Industrial Pioneer. Vol. 1 No. 2. March, 1921.

As is clear in the issue of Industrial Pioneer, the I.W.W. and the Comintern continued to have a relationship, however strained, until around the founding of T.U.E.L. in 1923 with many leading activists, like Bill Haywood and James Cannon, being members and advocates of both. Includes photo of U.S. comrades, delegates to the Berlin Industrial Union Conference, honoring Liebknect.

Industrial Pioneer. Vol. 1 No. 2. March, 1921.

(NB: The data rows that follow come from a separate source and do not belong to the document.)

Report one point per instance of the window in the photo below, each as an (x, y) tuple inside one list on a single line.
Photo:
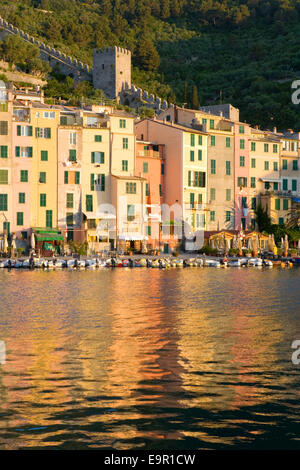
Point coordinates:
[(73, 138), (3, 176), (49, 115), (100, 182), (3, 127), (49, 219), (69, 219), (3, 151), (25, 131), (24, 176), (20, 218), (72, 155), (130, 212), (89, 203), (44, 155), (199, 179), (43, 132), (3, 202), (242, 182), (97, 157), (70, 201), (43, 200), (24, 152), (131, 188)]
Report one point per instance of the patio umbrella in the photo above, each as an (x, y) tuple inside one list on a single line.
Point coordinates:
[(32, 241), (286, 245), (5, 244)]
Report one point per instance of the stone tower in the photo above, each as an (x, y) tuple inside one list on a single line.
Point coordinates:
[(112, 70)]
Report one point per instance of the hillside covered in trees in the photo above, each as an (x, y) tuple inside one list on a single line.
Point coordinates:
[(189, 51)]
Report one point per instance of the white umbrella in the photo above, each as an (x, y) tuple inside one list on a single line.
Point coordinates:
[(5, 244), (32, 241)]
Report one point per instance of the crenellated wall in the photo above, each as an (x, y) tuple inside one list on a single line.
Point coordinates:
[(111, 72), (67, 65)]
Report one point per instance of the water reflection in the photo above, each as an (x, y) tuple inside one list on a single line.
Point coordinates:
[(148, 358)]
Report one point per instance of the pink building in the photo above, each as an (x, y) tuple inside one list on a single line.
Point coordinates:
[(150, 164), (242, 135)]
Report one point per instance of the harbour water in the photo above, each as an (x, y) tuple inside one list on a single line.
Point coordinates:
[(150, 359)]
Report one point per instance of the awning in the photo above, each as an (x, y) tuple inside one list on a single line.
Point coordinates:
[(271, 180), (48, 237), (132, 237)]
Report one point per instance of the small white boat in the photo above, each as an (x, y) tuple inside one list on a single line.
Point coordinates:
[(212, 263), (235, 263), (268, 263)]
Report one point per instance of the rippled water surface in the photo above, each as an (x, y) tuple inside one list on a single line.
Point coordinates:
[(150, 359)]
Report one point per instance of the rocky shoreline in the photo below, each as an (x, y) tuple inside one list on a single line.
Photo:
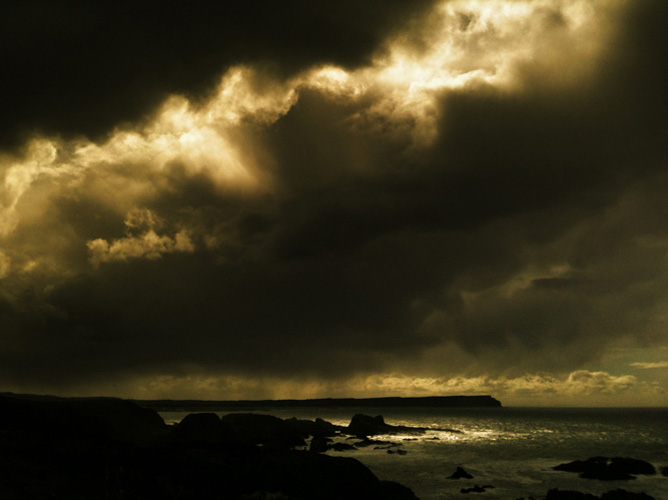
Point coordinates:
[(100, 448)]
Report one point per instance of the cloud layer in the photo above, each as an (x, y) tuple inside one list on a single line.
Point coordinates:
[(469, 190)]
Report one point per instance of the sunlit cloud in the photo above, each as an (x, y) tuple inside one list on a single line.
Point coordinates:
[(649, 366)]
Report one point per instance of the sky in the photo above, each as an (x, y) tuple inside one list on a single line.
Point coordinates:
[(227, 200)]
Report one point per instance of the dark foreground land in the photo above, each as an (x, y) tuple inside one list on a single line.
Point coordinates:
[(112, 449)]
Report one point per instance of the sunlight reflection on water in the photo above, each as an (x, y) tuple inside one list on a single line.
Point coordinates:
[(513, 449)]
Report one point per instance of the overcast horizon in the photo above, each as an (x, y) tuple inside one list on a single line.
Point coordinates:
[(336, 199)]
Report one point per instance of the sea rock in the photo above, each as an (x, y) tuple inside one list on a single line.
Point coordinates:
[(265, 430), (342, 447), (625, 495), (319, 427), (364, 426), (460, 473), (557, 494), (476, 489), (70, 452), (605, 469), (202, 428), (619, 494), (319, 444)]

Contents: At the Grave of Karl Liebknecht by Theodor Plievier The German Martyrs and the IWW by Tom Barker, Eugene V. Debs by Jessie Wallace Hughan, The Fiftieth Anniversary of the Paris Commune by George Andreytchine, The Industrial Workers of the World by Laura Payne Emerson, Causes for War 1921, Industrial Research Bureau of the Industrial Workers of the World, Life on the New York Waterfront by Card No. 200824, The Inefficiency of Capitalism by Charles Beard, “Old Dry Bones” by W.I. Fisher, Crafts on the Sea by Julia C. Coons, “California Oranges” by J.A. Stromquist, Technique and Revolution by G. Cannata, The Wastes of War by the IWW Bureau of Industrial Research, The Glass Industry by Robert Grayson, To the Russian Red Guard by Ralph Chaplin, The Story of the Sea by Tom Barker, Defense News by John Martin, To Soviet Russia an American Workingman Speaks by Charles Ashleigh, Labor Demands Resumption of Trade with Russia, The Berlin Conference of Syndicalist and Industrial Unions by H. Van Dorn, The Class War in Spanish-Speaking Countries by Frank J. Guscetti, The International Council of Trade and Industrial Unions by A. Lozovsky, Book Reviews.

The Industrial Pioneer was published monthly by Industrial Workers of the World’s General Executive Board in Chicago from 1921 to 1926 taking over from One Big Union Monthly when its editor, John Sandgren, was replaced for his anti-Communism, alienating the non-Communist majority of IWW. The Industrial Pioneer declined after the 1924 split in the IWW, in part over centralization and adherence to the Red International of Labour Unions (RILU) and ceased in 1926.